I feel honored to have had Myra as a teacher and mentor. And her influence over the past 50 years is apparent to me as I reflect on my work with children, adults and incarcerated inmates serving life sentences. Her passionate belief in the therapeutic power of the arts, especially visual arts, encouraged me to pursue a doctorate in behavioral science. As luck would have it, I was able to select and invite Myra to join my dissertation committee. While the other members ‘went by the book’ of strict testing and research guidelines, Myra supported my use of drawings as a research tool. A member of the committee thought drawings were too loose a tool, but Myra concurred with me that the more rigid tools were too tight. And of course we won! The committee was overwhelmingly convinced of the power and significance of drawings in therapy and research.

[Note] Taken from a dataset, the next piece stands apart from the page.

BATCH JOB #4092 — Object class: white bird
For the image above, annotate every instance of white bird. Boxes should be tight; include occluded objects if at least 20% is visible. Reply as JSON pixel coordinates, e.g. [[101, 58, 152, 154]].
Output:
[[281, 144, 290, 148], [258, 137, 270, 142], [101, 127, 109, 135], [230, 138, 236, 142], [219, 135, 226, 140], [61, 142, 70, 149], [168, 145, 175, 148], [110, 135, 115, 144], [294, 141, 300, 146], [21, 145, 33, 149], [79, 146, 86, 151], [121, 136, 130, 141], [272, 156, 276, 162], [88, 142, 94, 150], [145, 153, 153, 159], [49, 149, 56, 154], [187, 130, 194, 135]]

There are many other important memories and connections with Dr. Levick. To name a few, I attended her LECATA workshop and incorporated that knowledge into my own classroom lectures. She encouraged me when I accepted a teaching position in an undergraduate art therapy program while at that time there existed a discouraging environment of not introducing art therapy to undergraduates. I returned to Moore College of Art to teach an orientation to art therapy survey course. She came to my classes as a guest speaker and author. She met my family and wrote letters and personal notes to keep in touch. I am truly blessed with Dr. Myra Levick’s impact on my life and career.